Maybe, for you, having integrity will eventually involve a different name or a different body or a different husband. Maybe it will simply involve doing more political work, or some new relationship to monogamy, or being less small-c conservative with money so you can more regularly travel to places that feel artistically or culturally energizing. I can’t tell you where it leads, only where it starts. It starts with you looking at this man you love and asking him to see you, for all that you are currently struggling to see yourself.
Love,
A Fuck Up
I'm a trans woman in my 40s, Despite everything I say below, it was 1000% the right decision for me, and I’m far happier and a better person for having done it. So I’m certainly not saying that you shouldn’t transition.
There’s an attraction to instability and novelty I see in your letter that’s familiar. You really want to get that nailed down (glad you’re in therapy!) because it’s has a lot of potential to make transition a lot harder and more fraught than it has to be. You also don’t want to get TOO caught up in it and lose every other part of you. Because then achieving your goal just leaves you sad and bored and aimless. Or even worse, you find out that wherever you go, there you are.
The entire queer community seems to be the fake part of the queer community. My experience has been that, while only a small number of lesbian spaces are closed off to me, around half of them unofficially have distaste for me.
Many people see me as a man. I’m at peace with that now, but it took the better part of a decade. The instant I don’t know one of the cis girl shibboleths for my generation or talk about my far past I magically become a funny gay man who somehow likes women. Or a straight man, predatory and threatening in the safe queer space.
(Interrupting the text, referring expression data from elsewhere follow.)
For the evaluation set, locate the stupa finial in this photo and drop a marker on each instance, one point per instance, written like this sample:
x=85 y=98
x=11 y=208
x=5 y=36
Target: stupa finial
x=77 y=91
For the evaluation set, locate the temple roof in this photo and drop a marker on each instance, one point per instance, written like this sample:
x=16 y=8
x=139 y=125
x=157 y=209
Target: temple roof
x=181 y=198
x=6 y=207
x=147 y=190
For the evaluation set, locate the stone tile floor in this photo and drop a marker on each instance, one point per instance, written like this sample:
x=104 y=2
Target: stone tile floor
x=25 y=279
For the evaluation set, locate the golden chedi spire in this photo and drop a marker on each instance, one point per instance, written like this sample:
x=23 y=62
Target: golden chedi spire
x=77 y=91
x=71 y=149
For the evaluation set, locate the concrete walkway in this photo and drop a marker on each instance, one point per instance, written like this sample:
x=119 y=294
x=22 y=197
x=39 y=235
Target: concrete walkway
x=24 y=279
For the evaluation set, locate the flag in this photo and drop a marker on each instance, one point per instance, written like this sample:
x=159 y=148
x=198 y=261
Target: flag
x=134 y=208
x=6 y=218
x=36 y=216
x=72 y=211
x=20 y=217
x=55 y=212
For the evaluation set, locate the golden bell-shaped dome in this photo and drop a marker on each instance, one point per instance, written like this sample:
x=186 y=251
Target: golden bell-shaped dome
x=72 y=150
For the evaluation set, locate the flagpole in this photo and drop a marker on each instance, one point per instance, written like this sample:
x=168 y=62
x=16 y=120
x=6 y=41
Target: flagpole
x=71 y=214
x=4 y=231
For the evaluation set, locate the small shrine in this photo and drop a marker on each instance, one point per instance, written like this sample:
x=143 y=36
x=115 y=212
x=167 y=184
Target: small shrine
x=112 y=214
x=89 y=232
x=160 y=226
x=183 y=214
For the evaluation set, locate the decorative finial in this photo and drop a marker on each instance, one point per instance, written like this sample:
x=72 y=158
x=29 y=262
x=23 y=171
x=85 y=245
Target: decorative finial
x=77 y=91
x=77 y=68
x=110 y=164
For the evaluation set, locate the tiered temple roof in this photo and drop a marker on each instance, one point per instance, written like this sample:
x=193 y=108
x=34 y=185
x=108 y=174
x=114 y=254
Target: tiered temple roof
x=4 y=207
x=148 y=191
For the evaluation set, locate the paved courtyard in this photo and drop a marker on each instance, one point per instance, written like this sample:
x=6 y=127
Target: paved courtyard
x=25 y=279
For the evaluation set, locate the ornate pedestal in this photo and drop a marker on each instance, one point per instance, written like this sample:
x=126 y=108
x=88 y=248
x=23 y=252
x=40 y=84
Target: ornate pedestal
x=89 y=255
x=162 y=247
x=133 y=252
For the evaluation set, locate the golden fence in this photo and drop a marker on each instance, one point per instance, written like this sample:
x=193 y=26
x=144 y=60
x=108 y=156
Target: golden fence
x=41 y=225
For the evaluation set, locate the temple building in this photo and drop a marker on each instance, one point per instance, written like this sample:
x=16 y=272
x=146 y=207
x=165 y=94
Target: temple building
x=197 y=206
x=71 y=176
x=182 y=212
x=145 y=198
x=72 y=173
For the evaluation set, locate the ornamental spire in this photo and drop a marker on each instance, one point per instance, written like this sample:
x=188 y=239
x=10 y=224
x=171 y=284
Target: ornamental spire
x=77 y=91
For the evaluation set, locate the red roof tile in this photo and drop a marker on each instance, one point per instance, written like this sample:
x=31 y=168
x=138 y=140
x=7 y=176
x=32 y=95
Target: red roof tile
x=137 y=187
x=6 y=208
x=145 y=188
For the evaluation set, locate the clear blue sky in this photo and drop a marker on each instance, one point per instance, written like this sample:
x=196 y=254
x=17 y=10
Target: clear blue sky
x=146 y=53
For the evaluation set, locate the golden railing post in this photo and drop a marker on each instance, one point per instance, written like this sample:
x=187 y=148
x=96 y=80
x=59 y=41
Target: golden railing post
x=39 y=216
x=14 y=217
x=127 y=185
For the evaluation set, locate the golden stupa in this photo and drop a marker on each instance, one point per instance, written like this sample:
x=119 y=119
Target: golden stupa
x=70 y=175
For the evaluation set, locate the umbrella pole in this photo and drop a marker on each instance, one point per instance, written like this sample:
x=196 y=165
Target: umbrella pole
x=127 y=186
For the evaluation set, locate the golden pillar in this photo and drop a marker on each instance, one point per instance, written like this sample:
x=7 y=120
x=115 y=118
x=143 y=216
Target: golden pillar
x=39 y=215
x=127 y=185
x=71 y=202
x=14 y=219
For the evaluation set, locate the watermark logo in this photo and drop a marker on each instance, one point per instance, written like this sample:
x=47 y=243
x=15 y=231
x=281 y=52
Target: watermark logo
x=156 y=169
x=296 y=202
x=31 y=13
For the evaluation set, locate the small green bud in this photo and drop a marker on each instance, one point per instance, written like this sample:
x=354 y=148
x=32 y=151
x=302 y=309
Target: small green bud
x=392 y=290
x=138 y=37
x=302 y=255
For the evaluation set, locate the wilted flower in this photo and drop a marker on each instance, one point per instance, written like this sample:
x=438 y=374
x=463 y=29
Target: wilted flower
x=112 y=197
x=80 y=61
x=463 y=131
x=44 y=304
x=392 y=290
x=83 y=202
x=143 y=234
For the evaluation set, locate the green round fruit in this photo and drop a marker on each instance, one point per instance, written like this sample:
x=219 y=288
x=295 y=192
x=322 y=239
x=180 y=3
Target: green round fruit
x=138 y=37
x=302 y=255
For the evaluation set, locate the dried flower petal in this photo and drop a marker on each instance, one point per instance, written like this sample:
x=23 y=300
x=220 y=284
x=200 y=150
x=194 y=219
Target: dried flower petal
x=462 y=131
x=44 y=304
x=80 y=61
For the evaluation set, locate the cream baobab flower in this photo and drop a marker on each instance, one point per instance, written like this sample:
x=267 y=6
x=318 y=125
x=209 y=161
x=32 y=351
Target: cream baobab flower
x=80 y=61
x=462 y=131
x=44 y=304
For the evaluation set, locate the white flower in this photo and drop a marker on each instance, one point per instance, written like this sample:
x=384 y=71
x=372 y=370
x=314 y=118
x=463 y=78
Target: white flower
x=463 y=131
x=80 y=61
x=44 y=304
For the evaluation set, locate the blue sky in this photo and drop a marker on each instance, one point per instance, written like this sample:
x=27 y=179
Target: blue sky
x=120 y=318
Being seen as a tourist, at best, in the spaces that you belong is a hellish feeling. Solidarity for that.
You aren’t the first leftist to end up owning a home in the suburbs, and you won’t be the last. People in our society who don’t pursue and ultimately achieve that dream are heavily punished. It’s natural to want to avoid that. It also does no good to live an unstable “authentic” life where you’re struggling to pay rent on a minwage retail job and have no time for things like political work.